New MLP Bill: Can MLPs Reduce the Cost of Capital for Solar/Wind?

New MLP Bill: Can MLPs Reduce the Cost of Capital for Solar/Wind?

A new, bipartisan bill to expand the list of assets that can be dumped into a master limited partnership -- MLP -- was introduced today.  Find the bill here.

The solar/wind/geothermal industry has been pushing for the change in how investors in renewable energy projects access a tax-advantageous structure that currently is limited for the most part to fossil fuel-based energy projects.  In fact, similar bills have been introduced in the past.  See the 2013 version here.

But, does it advance the ball for renewables?  That is, does it reduce the cost of capital?

A master limited partnership, or MLP, is a business structure that is taxed as a partnership.  This means that there is no corporate level tax on the MLP's income.  Instead, all tax items flow through the MLP to its owners, who pay tax on their shares of the MLP's income at their own rates.  

At the same time, an MLP's ownership interests (called units) are traded like corporate stock on an exchange.  This means that interests in MLPs are more liquid than interests in other types of renewable energy financing vehicles, such as tax equity partnerships.  The combination of both these factors means that businesses utilizing the MLP structure are able to access capital at a lower cost.

There is a problem, however, that the proponents of this expansion keep omitting (perhaps inadvertently) year after year.

Renewable power projects qualify for tax goodies from the federal government that can be worth upwards of 50% of a project's cost.  These projects qualify for healthy tax credits and the ability to write-off the project cost on an accelerated basis.

Project owners rarely have a tax bill high enough to offset with these tax benefits.  In an effort to monetize the tax credits and write-off, project owners often barter away much of the benefit for cash infusions from banks and other large companies into the company that owns the project.  These investors are known as tax-equity.

An MLP is not a replacement for tax-equity.  

While an MLP is a pass-through vehicle, meaning its tax attributes flow directly to shareholders, most shareholders cannot use the tax benefits.  Many of the investors in MLPs are institutional investors (e.g., pension funds) that are not taxpayers.  Most others are individuals.  Individuals do not make for good tax-equity investors because they can only use tax benefits against income from the project at issue, and even then, only to the extent of their equity invested.  The are limited by two separate limitations -- passive loss rules and at-risk rules.

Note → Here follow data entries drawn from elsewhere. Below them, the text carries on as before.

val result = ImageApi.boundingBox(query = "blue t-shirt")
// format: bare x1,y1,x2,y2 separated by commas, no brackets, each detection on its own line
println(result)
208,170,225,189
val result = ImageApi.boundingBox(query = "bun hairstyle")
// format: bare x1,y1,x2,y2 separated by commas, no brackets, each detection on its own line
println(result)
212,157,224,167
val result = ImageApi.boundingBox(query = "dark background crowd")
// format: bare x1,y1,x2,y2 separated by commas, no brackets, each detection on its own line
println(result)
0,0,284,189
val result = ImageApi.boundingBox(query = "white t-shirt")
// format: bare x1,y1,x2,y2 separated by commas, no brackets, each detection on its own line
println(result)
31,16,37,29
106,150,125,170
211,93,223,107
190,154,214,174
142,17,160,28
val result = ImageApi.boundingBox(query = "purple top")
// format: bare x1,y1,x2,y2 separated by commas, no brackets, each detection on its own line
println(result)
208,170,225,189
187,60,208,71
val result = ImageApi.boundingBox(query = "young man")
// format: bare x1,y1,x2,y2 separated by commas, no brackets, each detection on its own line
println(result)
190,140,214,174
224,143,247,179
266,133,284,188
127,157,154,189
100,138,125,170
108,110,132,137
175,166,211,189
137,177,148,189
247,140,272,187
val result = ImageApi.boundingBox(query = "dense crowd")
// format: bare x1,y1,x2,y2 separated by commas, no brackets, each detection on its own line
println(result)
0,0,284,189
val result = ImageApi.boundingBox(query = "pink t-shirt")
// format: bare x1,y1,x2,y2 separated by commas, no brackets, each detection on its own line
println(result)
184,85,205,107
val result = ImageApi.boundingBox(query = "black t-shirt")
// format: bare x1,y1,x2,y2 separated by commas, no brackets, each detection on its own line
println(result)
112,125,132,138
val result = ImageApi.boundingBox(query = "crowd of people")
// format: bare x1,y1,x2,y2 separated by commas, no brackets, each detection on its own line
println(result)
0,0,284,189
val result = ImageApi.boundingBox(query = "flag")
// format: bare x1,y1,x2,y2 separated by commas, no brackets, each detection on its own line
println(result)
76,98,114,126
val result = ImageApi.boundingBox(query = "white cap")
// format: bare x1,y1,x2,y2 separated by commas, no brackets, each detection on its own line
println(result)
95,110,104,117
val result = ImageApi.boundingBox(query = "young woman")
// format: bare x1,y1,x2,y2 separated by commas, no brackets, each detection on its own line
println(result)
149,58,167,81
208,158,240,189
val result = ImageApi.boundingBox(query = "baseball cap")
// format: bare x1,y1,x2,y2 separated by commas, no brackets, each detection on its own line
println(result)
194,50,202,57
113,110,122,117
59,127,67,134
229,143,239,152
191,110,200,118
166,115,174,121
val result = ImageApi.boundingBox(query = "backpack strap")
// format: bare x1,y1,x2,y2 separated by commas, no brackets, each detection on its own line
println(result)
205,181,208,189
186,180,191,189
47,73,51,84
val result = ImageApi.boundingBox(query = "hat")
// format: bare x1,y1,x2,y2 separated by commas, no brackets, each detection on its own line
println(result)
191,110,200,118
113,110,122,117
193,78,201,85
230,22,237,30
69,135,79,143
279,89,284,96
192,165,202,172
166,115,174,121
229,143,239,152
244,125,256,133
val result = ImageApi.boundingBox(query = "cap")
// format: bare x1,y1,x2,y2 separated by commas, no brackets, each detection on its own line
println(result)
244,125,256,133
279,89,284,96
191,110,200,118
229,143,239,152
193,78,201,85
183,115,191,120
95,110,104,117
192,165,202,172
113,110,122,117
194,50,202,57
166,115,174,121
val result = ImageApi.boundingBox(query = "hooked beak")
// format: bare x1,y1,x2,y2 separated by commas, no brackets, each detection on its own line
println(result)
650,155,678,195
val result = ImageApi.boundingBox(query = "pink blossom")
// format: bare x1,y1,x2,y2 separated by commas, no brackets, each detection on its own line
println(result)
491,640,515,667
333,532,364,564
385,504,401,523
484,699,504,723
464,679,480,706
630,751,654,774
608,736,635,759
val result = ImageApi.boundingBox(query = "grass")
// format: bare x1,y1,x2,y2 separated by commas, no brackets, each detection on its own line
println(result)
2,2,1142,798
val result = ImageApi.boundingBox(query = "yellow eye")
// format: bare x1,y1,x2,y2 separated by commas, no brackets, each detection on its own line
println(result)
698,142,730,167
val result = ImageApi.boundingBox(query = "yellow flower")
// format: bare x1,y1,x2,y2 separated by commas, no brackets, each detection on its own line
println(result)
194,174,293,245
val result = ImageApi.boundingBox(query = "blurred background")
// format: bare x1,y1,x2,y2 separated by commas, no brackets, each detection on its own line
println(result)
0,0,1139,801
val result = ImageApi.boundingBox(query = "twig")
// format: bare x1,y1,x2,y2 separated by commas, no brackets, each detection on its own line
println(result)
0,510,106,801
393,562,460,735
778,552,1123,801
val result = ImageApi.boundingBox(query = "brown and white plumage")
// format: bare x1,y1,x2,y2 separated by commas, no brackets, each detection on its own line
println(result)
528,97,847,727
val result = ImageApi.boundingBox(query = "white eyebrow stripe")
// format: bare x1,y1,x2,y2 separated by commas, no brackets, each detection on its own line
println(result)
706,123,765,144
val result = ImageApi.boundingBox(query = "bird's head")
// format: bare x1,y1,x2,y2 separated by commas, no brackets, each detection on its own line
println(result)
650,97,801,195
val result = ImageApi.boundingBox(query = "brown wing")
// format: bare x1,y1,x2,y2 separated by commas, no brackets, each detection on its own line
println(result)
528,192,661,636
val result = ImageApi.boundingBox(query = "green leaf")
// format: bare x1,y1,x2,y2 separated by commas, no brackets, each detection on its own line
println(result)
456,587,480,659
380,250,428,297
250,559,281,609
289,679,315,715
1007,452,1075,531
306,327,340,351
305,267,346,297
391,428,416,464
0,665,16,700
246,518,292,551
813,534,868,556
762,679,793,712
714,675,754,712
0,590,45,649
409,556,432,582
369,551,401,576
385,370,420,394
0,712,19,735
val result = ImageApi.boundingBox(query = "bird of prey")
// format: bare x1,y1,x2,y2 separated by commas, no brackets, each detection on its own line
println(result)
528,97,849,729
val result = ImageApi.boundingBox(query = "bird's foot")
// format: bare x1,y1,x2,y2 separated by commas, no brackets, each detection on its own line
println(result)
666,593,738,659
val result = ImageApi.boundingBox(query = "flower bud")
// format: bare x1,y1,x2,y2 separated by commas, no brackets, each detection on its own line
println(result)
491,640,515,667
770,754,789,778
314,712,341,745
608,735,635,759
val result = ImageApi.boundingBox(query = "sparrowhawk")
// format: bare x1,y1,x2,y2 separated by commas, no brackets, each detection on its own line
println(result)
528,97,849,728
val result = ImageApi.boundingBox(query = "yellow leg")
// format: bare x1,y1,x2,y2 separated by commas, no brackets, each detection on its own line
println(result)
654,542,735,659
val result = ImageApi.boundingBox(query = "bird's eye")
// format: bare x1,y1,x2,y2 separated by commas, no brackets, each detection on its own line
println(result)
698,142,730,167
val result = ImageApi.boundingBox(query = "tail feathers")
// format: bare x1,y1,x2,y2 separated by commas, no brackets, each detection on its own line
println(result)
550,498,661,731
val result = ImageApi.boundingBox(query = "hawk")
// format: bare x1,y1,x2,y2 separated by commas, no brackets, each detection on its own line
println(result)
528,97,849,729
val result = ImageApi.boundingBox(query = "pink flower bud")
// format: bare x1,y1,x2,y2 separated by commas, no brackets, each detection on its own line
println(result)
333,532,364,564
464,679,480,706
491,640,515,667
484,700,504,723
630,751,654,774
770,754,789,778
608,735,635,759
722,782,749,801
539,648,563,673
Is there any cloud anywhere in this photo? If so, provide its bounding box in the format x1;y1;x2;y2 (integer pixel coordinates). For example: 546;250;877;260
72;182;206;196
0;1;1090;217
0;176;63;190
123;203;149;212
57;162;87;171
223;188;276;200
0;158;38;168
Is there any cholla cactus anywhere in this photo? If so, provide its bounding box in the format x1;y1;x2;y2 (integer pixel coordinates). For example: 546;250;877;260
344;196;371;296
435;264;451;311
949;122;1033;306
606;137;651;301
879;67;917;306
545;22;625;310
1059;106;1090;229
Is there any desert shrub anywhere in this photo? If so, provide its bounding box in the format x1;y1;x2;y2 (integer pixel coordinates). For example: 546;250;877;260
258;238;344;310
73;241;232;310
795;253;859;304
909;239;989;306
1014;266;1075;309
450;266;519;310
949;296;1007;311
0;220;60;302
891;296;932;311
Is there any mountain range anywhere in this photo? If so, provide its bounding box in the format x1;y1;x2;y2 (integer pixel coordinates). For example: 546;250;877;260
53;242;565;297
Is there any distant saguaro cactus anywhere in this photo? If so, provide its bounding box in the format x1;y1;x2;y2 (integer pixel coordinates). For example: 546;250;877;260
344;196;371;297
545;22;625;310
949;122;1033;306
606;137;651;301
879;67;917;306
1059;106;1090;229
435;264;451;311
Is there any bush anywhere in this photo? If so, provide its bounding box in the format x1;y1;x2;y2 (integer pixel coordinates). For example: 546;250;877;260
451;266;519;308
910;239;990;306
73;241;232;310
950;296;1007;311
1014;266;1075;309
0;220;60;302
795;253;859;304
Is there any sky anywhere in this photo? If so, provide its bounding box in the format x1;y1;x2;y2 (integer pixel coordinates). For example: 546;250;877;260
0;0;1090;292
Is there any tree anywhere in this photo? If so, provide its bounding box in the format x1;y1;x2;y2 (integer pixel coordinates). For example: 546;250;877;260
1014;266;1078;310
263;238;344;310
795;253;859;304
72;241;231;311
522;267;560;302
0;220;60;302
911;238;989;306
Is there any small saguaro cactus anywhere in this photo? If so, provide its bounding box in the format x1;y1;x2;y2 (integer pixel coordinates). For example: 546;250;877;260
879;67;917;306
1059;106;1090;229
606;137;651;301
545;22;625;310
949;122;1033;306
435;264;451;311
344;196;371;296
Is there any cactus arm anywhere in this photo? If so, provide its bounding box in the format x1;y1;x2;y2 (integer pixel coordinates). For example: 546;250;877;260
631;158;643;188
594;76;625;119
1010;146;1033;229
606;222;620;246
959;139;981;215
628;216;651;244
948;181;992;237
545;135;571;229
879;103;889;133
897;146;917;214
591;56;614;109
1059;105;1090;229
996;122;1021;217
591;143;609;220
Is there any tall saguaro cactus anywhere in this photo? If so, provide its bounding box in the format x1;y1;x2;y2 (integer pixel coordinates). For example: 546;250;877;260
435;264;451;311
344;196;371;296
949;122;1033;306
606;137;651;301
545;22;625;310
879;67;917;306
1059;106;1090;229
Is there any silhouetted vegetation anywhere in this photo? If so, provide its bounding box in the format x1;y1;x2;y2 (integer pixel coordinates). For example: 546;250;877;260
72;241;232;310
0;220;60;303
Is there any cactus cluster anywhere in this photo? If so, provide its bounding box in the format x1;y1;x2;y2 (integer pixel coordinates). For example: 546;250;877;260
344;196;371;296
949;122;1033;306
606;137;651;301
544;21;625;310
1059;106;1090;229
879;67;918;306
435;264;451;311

The result is that traditional tax-equity is still required.

So, does an MLP reduce the cost of capital if traditional tax-equity is still involved?  Probably not.

Special rules, known as the Pickle Rules, will degrade the value of tax benefits to tax-equity where non-taxpayers (pension funds, university endowments, etc.) are MLP shareholders.  Investment credits will be disallowed and tax write-offs will be slowed down to the extent of the high water mark of the interest these non-taxpayers hold in the project. 

To address these issues, the MLP Parity Act could be amended to turn off the Pickle Rules and the rules that make it hard for individual investors to claim tax benefits from renewable projects, in cases where the projects are owned by MLPs.